Water purification is necessary whether hiking the trails, living off the grid or managing a city’s water plant. A number of techniques are used every day for eliminating particulates and microbes from water. However, the Rochester Institute of Technology recently introduced a new method using carbon nanotubes.
Carbon in the form of graphite is used to make lead pencils. When exposed to extreme pressure, carbon forms diamonds. However, researchers from the Rochester Institute of Technology transform common graphite into graphene, which is rolled into minute, single-walled tubes. Each tube is reported as being approximately 50,000 times smaller than the width of a typical human hair.
The process involves creating the tubes. Then the researchers sort through the creations to isolate the tubes having the greatest degree of semi-conductivity. The tubes are arranged or aligned into thin papers. The papers have the ability to absorb a number of contaminants found in water. The carbon nanotubes do not conduct water. Thus, only the contaminants attach to the tubes while the water easily flows through.
The innovation goes against the rules of physics and is part of quantum mechanics where small items boast huge properties. The way in which the material was created naturally endows it with electrical and heat conductivity. RIT developed the technology to be used for environmental decontamination or for the average homeowner.
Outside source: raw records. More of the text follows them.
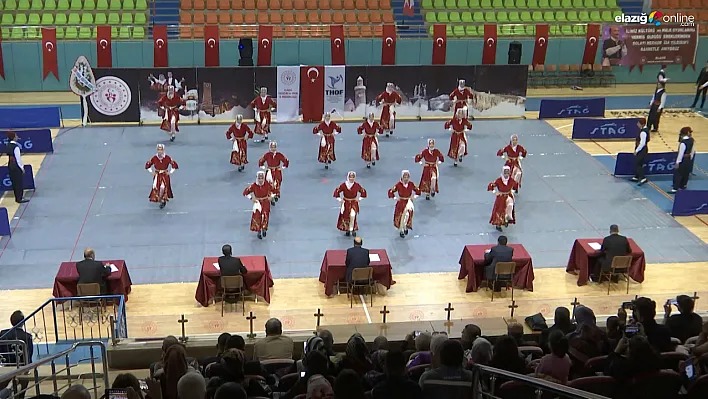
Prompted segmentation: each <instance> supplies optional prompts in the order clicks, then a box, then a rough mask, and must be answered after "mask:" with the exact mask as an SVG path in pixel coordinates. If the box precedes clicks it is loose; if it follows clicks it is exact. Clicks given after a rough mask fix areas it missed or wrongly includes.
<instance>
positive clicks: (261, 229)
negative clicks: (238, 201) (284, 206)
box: [243, 181, 274, 233]
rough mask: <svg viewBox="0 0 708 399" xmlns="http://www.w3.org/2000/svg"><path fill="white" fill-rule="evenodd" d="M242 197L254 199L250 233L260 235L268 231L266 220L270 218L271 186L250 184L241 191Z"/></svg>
mask: <svg viewBox="0 0 708 399" xmlns="http://www.w3.org/2000/svg"><path fill="white" fill-rule="evenodd" d="M243 195H244V197H249V198H255V199H256V202H254V203H253V213H252V214H251V231H255V232H258V233H260V232H261V231H263V230H268V219H269V218H270V201H271V198H272V197H273V195H274V194H273V186H271V185H270V183H268V182H267V181H266V182H263V184H262V185H259V184H258V183H255V182H254V183H251V185H250V186H248V187H246V189H245V190H243Z"/></svg>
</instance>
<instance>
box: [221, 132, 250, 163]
mask: <svg viewBox="0 0 708 399" xmlns="http://www.w3.org/2000/svg"><path fill="white" fill-rule="evenodd" d="M226 138H227V139H228V140H233V141H234V145H233V147H232V149H231V163H232V164H234V165H237V166H244V165H246V164H247V163H248V142H247V141H246V140H248V139H252V138H253V131H252V130H251V128H250V127H248V125H247V124H245V123H240V124H236V123H234V124H232V125H231V127H229V130H227V131H226Z"/></svg>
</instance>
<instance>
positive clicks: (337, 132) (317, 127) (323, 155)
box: [312, 121, 342, 163]
mask: <svg viewBox="0 0 708 399" xmlns="http://www.w3.org/2000/svg"><path fill="white" fill-rule="evenodd" d="M319 132H322V139H321V140H320V146H319V152H318V154H317V160H318V161H319V162H320V163H332V162H334V161H336V160H337V157H336V156H335V155H334V135H335V132H337V133H342V128H341V127H340V126H339V125H337V124H336V123H334V122H332V121H330V122H329V124H327V122H324V121H322V122H320V124H319V125H317V126H315V128H314V129H312V133H313V134H318V133H319Z"/></svg>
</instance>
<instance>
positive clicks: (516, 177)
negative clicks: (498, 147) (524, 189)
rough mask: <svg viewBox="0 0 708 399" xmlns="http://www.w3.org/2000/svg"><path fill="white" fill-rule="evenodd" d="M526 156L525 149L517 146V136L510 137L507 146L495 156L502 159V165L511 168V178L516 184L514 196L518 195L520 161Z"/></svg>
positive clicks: (517, 138)
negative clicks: (504, 161)
mask: <svg viewBox="0 0 708 399" xmlns="http://www.w3.org/2000/svg"><path fill="white" fill-rule="evenodd" d="M527 155H528V154H527V153H526V148H524V146H522V145H519V136H517V135H515V134H514V135H512V136H511V140H510V141H509V144H507V146H506V147H504V148H502V149H501V150H499V151H497V156H498V157H502V158H504V160H505V161H506V163H505V164H504V165H506V166H508V167H510V168H511V178H512V179H514V181H515V182H516V185H517V188H516V194H518V193H519V188H521V173H522V170H521V160H522V159H524V158H526V156H527Z"/></svg>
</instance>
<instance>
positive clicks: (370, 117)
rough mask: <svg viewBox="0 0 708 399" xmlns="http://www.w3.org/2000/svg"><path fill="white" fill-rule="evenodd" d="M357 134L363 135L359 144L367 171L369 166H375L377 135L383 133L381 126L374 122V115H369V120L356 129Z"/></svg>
mask: <svg viewBox="0 0 708 399" xmlns="http://www.w3.org/2000/svg"><path fill="white" fill-rule="evenodd" d="M356 131H357V133H359V134H363V135H364V141H363V142H362V143H361V159H363V160H364V162H366V167H367V169H370V168H371V165H376V161H378V160H379V137H378V136H379V134H381V133H382V132H383V129H382V128H381V125H379V123H378V122H376V121H375V120H374V113H373V112H371V113H370V114H369V118H368V119H367V120H366V121H364V123H362V124H361V126H359V128H357V129H356Z"/></svg>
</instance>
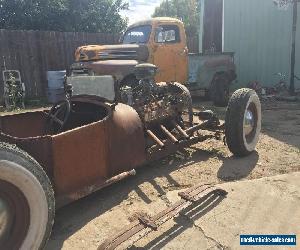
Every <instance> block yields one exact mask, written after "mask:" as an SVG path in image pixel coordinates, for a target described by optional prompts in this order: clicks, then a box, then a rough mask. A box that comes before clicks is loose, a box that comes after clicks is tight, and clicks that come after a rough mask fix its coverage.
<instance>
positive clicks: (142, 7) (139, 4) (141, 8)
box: [122, 0, 162, 24]
mask: <svg viewBox="0 0 300 250" xmlns="http://www.w3.org/2000/svg"><path fill="white" fill-rule="evenodd" d="M127 1H128V2H129V10H127V11H123V13H122V15H123V16H126V17H128V18H129V24H132V23H134V22H136V21H140V20H143V19H147V18H150V17H151V15H152V14H153V12H154V9H155V7H157V6H159V4H160V2H161V1H162V0H127Z"/></svg>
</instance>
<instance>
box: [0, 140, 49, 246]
mask: <svg viewBox="0 0 300 250" xmlns="http://www.w3.org/2000/svg"><path fill="white" fill-rule="evenodd" d="M54 215H55V202H54V192H53V189H52V186H51V182H50V180H49V178H48V177H47V175H46V173H45V172H44V170H43V169H42V167H41V166H40V165H39V164H38V163H37V162H36V161H35V160H34V159H33V158H32V157H30V156H29V155H28V154H27V153H26V152H24V151H22V150H20V149H19V148H17V147H16V146H13V145H9V144H6V143H0V249H16V250H17V249H24V250H25V249H26V250H27V249H31V250H36V249H43V247H44V246H45V244H46V243H47V240H48V238H49V236H50V233H51V229H52V226H53V222H54Z"/></svg>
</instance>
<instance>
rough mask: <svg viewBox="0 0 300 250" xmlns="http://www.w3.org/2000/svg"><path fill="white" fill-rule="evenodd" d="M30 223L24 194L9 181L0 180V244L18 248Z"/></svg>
mask: <svg viewBox="0 0 300 250" xmlns="http://www.w3.org/2000/svg"><path fill="white" fill-rule="evenodd" d="M29 224H30V209H29V205H28V202H27V199H26V197H25V196H24V194H23V193H22V192H21V191H20V190H19V189H18V188H17V187H16V186H14V185H12V184H11V183H9V182H6V181H3V180H0V246H1V247H3V249H19V248H20V247H21V245H22V243H23V241H24V239H25V237H26V234H27V232H28V229H29Z"/></svg>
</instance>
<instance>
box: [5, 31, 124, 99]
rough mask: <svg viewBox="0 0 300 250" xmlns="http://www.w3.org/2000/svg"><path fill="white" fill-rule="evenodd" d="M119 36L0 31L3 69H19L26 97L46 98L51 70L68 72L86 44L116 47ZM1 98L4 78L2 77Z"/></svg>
mask: <svg viewBox="0 0 300 250" xmlns="http://www.w3.org/2000/svg"><path fill="white" fill-rule="evenodd" d="M118 39H119V35H113V34H99V33H98V34H93V33H83V32H78V33H75V32H74V33H73V32H64V33H63V32H50V31H11V30H0V66H1V72H2V70H3V69H4V60H5V65H6V68H7V69H11V70H19V71H20V72H21V77H22V81H23V82H24V83H25V86H26V95H27V98H40V97H43V96H45V94H46V88H47V74H46V72H47V71H49V70H65V69H67V68H68V67H69V66H70V65H71V64H72V63H73V62H74V52H75V49H76V48H77V47H78V46H81V45H85V44H115V43H117V42H118ZM0 95H1V97H2V95H3V79H2V73H1V74H0Z"/></svg>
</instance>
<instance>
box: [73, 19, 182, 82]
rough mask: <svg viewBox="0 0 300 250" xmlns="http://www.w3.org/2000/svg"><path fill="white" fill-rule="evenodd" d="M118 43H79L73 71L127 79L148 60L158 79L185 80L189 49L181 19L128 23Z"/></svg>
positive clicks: (159, 79) (169, 80)
mask: <svg viewBox="0 0 300 250" xmlns="http://www.w3.org/2000/svg"><path fill="white" fill-rule="evenodd" d="M121 43H122V44H120V45H88V46H82V47H79V48H78V49H77V50H76V52H75V58H76V63H75V64H73V65H72V67H71V69H72V73H75V74H90V75H93V74H95V75H107V74H109V75H113V76H115V77H116V79H117V80H119V81H120V82H122V81H125V82H126V81H131V80H132V79H134V75H133V70H134V66H136V65H137V64H139V63H142V62H148V63H152V64H155V65H156V66H157V67H158V68H159V72H158V75H157V77H156V81H157V82H175V81H176V82H181V83H186V82H187V78H188V49H187V45H186V35H185V29H184V25H183V23H182V22H181V21H179V20H177V19H174V18H168V17H159V18H152V19H150V20H146V21H141V22H137V23H135V24H133V25H131V26H130V27H128V29H127V31H126V32H125V34H124V36H123V37H122V39H121Z"/></svg>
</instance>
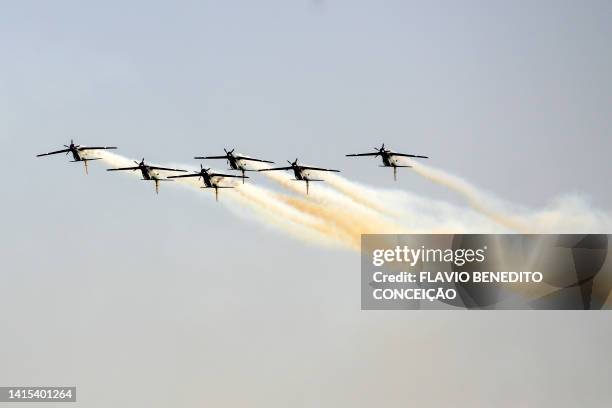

In the home, cleaning a nanotube filter requires merely putting the paper in the microwave for approximately five minutes to annihilate and evaporate any impurities.
The size and properties of carbon nanotubes make the technology useful in a variety of applications. Scientists from North Carolina State University developed the means of using carbon nanotubes in the anodes of lithium-ion batteries. The implication being that the nanotubes could increase the charge capacity of the batteries up to 10 times.
In the health care field, nanotubes might be used on the surface of implants, as bone has been shown to attach more readily to the substance than traditional titanium. Other implications include injecting the tubes beneath the skin to monitor nitric oxide, which is a chemical substance that dilates blood vessels. Certain levels of the gas also indicate the presence of inflammation.
Artificial muscles crafted with embedded nanotubes could increase strength by up to 200 times. Nanotubes harboring antibodies or other chemotherapy agents have the ability to detect or treat cancer without harming surrounding tissues.